Fulcrum vs June
Side-by-side trajectory, velocity, and editorial themes.
Field-data captures grow a BI layer while mobile coasts on fixes.
Fulcrum continues steady weekly shipping across web, iOS, and Android, but the substance is concentrated on the web. Recent releases add a freehand lasso selection on maps, a Power BI connector, and time-aware Insights (Beta) queries. Mobile cadence is dominated by single-issue stability fixes rather than new capabilities.
The product is widening from pure field-data capture into the analyze-and-share layer above it. Web work is going into bulk-action ergonomics, BI tooling integration, and growing the Insights surface. Mobile platforms are tracking a maintenance pattern, with versioned releases shipping one or two narrow fixes at a time and no new user-facing capabilities.

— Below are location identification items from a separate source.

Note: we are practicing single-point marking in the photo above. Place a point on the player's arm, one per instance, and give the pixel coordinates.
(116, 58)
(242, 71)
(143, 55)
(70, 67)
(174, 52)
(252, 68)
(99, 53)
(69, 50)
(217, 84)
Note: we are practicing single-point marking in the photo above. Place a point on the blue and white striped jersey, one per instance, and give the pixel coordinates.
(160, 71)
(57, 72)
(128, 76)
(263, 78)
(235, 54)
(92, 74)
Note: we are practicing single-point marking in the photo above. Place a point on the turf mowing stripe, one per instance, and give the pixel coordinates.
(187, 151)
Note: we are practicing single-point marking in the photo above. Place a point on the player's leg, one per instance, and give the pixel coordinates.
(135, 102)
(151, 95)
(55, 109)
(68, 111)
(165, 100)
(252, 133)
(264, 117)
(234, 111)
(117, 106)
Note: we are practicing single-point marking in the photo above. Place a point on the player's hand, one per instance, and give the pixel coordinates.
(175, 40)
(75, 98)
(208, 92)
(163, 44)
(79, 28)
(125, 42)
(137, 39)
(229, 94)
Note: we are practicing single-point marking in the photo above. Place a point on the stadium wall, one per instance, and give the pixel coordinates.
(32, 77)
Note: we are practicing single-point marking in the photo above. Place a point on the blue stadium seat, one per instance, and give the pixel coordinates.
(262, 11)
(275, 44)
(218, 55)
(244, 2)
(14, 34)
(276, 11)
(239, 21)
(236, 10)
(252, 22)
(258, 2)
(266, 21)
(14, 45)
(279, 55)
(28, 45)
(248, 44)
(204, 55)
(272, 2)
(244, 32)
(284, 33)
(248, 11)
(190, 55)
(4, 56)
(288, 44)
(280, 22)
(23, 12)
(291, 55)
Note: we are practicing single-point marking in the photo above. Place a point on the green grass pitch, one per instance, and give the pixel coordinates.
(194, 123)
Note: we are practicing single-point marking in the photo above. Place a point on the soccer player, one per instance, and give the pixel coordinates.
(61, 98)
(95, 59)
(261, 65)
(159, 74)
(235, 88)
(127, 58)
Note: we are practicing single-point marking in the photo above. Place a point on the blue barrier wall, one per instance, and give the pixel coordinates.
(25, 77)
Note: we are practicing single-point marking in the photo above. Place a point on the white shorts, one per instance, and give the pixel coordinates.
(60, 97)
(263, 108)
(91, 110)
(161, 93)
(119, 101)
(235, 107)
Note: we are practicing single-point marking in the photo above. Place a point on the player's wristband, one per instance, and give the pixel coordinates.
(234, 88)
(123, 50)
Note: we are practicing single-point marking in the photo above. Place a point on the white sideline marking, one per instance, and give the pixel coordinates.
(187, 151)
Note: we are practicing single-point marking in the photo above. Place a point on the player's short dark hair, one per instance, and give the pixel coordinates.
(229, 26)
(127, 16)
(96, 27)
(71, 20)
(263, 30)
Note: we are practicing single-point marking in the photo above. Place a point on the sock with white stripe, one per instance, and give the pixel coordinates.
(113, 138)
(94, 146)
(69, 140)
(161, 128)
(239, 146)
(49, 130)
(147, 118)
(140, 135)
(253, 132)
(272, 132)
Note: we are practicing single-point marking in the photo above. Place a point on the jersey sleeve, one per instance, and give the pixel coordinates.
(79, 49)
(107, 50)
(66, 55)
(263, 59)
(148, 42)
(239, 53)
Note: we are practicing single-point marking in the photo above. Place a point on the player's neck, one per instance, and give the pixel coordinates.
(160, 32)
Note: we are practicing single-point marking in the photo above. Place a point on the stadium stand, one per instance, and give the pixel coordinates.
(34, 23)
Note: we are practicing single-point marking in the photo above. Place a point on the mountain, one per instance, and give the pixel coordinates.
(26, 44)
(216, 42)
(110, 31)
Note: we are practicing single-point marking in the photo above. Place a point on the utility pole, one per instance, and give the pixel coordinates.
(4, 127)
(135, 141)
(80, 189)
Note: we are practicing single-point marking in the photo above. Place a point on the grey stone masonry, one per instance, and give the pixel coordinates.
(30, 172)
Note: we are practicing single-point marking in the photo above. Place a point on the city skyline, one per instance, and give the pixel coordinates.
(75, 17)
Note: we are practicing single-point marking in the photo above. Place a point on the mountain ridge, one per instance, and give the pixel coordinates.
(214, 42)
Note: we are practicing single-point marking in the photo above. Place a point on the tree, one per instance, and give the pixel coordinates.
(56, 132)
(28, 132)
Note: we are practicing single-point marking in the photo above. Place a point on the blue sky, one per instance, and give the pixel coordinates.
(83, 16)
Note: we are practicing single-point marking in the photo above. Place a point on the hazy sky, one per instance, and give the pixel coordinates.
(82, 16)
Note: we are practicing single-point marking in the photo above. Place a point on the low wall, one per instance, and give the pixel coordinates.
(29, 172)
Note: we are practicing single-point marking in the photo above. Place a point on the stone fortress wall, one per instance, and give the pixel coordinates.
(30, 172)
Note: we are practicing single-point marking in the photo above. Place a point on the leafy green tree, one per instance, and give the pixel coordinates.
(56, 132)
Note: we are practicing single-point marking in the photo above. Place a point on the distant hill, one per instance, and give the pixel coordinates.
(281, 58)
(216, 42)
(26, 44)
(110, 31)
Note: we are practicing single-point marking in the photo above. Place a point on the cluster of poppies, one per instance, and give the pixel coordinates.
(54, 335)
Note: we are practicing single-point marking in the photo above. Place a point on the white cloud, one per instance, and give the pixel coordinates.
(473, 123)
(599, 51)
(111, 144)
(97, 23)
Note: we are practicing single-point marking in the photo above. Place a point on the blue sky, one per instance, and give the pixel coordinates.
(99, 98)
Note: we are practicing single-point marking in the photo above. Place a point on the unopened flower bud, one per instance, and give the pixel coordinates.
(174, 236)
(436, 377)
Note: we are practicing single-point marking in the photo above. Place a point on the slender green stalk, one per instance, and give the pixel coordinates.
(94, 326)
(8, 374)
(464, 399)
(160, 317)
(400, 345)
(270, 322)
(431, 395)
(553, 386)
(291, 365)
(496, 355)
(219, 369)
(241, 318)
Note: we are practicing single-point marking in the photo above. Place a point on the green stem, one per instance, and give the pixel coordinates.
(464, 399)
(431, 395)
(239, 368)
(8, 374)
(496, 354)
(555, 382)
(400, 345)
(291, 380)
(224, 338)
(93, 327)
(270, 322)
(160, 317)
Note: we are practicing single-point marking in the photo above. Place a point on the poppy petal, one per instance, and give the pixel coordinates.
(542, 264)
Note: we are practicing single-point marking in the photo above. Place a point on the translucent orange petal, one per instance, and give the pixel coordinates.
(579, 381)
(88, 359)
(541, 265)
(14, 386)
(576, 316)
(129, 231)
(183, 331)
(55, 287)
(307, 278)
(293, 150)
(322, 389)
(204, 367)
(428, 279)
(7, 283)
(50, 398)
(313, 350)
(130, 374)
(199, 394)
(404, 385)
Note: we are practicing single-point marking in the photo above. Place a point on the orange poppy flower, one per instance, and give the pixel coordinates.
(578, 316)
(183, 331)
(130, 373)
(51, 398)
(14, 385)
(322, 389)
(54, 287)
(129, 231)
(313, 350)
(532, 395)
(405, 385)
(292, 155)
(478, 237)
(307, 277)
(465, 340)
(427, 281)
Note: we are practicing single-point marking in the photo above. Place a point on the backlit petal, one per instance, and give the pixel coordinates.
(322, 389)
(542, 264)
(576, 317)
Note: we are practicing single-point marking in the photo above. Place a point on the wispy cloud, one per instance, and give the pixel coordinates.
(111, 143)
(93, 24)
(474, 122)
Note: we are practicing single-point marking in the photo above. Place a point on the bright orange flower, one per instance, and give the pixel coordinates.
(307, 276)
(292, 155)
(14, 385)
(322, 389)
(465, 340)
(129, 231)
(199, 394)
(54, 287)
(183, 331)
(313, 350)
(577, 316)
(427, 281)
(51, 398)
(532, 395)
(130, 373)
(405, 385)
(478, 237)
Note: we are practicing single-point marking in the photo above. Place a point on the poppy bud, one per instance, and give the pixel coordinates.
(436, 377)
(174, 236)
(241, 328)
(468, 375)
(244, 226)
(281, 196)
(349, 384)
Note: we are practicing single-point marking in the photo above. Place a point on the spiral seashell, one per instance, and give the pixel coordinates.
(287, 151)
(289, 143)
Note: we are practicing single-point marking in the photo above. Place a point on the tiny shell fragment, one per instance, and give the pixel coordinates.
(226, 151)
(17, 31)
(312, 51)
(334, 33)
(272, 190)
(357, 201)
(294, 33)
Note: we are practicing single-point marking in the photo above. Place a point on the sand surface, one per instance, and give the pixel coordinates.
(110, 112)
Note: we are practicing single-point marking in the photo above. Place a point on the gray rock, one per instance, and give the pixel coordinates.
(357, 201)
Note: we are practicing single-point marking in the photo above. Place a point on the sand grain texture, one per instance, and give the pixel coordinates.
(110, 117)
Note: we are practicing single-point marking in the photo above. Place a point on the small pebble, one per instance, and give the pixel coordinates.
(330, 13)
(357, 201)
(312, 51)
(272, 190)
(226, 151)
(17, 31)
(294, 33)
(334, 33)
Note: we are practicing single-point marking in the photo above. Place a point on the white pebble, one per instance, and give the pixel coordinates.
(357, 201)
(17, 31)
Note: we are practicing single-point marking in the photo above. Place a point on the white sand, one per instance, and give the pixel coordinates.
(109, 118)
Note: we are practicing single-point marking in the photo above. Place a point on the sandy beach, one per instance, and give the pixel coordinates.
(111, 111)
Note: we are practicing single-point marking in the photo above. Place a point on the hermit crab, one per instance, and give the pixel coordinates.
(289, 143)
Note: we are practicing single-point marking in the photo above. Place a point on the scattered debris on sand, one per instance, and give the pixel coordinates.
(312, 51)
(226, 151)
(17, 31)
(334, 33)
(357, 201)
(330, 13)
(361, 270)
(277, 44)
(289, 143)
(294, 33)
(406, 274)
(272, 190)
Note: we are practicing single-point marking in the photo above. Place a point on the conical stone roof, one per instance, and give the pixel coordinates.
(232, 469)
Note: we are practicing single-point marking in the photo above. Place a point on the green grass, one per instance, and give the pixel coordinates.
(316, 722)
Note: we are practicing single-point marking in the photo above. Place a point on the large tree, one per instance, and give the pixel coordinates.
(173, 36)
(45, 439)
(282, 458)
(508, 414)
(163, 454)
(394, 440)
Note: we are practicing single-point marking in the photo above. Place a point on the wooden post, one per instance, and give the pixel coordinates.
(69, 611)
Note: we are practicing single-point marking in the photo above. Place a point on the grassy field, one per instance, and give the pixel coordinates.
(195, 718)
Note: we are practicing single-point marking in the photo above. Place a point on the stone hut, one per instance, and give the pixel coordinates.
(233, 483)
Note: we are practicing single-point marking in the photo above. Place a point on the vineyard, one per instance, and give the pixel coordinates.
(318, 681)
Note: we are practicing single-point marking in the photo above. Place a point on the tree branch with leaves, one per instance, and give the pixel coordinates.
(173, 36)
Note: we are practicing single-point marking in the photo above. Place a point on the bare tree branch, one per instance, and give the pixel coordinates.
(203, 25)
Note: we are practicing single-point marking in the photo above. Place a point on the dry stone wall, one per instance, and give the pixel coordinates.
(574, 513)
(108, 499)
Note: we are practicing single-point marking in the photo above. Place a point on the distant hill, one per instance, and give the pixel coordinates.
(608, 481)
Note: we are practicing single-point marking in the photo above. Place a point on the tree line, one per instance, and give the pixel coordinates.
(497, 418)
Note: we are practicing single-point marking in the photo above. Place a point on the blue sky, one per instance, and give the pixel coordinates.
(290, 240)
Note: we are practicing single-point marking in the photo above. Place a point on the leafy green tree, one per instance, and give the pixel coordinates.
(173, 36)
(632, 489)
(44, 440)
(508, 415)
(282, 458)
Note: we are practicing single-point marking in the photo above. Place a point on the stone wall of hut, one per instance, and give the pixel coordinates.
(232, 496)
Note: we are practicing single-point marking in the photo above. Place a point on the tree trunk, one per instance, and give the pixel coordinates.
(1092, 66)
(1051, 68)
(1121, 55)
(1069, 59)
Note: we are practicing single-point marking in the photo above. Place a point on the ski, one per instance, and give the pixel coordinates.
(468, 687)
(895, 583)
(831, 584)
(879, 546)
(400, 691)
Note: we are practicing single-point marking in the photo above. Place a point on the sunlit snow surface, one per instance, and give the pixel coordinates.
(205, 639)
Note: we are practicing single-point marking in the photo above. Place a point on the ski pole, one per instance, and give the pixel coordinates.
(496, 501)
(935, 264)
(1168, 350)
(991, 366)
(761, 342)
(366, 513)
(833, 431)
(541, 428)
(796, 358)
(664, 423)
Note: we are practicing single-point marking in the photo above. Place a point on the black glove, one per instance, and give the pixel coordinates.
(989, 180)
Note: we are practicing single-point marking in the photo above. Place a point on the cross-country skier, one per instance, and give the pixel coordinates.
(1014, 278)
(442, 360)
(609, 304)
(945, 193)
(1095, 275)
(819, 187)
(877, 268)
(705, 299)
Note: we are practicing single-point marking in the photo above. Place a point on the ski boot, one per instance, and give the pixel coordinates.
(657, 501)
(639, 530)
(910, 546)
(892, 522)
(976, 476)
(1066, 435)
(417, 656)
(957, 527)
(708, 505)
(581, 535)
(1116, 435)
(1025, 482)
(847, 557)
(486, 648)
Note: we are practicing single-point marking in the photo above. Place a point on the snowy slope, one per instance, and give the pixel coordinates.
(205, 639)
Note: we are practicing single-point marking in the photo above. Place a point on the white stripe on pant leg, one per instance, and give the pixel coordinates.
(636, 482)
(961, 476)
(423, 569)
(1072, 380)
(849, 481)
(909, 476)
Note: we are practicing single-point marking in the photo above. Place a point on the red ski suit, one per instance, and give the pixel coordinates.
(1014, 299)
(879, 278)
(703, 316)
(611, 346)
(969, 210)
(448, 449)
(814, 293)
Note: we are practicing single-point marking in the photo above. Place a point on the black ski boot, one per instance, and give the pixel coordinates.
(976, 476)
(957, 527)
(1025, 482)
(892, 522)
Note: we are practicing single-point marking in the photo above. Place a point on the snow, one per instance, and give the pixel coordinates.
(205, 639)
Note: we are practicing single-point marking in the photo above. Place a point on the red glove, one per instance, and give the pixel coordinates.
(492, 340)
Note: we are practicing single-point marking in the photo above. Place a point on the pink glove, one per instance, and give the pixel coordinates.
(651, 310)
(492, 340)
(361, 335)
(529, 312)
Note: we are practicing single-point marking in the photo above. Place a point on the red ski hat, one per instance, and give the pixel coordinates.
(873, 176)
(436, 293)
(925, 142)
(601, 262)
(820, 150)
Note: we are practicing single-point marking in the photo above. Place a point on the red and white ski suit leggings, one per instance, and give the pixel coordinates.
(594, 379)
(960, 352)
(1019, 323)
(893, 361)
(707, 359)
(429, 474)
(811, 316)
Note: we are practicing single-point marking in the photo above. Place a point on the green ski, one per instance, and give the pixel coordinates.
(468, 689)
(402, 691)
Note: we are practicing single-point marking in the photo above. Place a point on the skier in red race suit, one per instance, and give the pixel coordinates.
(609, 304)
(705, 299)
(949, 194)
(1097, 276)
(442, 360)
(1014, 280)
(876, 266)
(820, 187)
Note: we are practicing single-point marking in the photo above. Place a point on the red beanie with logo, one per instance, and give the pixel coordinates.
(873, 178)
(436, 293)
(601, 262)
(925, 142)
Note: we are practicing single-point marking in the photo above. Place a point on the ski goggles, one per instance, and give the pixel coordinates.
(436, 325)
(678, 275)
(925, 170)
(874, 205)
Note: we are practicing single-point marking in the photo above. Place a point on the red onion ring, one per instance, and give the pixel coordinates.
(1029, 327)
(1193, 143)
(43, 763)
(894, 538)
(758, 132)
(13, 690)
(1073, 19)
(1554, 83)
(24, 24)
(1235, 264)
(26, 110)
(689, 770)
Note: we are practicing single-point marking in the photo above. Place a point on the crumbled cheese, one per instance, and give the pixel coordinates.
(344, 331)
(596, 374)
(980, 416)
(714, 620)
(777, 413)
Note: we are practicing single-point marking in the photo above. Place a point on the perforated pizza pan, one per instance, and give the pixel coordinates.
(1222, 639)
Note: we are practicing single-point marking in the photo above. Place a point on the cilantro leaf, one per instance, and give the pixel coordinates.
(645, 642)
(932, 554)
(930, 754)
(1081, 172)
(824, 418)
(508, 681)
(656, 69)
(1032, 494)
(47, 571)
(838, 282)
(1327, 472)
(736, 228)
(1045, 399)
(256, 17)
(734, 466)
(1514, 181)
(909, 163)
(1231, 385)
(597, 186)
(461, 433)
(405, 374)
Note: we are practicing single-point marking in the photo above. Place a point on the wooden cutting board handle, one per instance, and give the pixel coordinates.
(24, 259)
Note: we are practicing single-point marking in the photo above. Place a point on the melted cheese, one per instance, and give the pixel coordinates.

Expect Insights to gain depth toward general availability, with more BI-side integrations and richer bulk operations on web selections. Mobile is unlikely to see significant new capabilities in the next cycle.
June's last visible push was a tight May 2025 B2B sprint — Custom Objects, SQL traits, PostHog integration.
June is product analytics for B2B SaaS, and the only visible release activity in the input is a concentrated four-week sprint in May 2025: SQL computed traits, PostHog as a data source, increased computed-trait limits, and the GA of Custom Objects after a two-month rollout. Each release is paired with small fixes (Slack alerts, HubSpot reverse sync) suggesting a stable maintenance cadence around the headline launches.
The May 2025 batch is internally consistent: every release widens what June can model (Custom Objects), how flexibly customers can compute on it (SQL traits), or how easily it slots into existing data plumbing (PostHog source). All three target the B2B-SaaS persona that wants more than user/account analytics. After this burst the changelog goes quiet in the input — it's not clear from the entries alone whether the product moved to a slower cadence, switched publishing channels, or paused.
The entries don't support a confident prediction about what comes next. If publishing resumes from the same direction, the obvious extensions are deeper integrations with reverse-ETL or warehouse-native sources and richer pre-built health-score templates on top of SQL computed traits.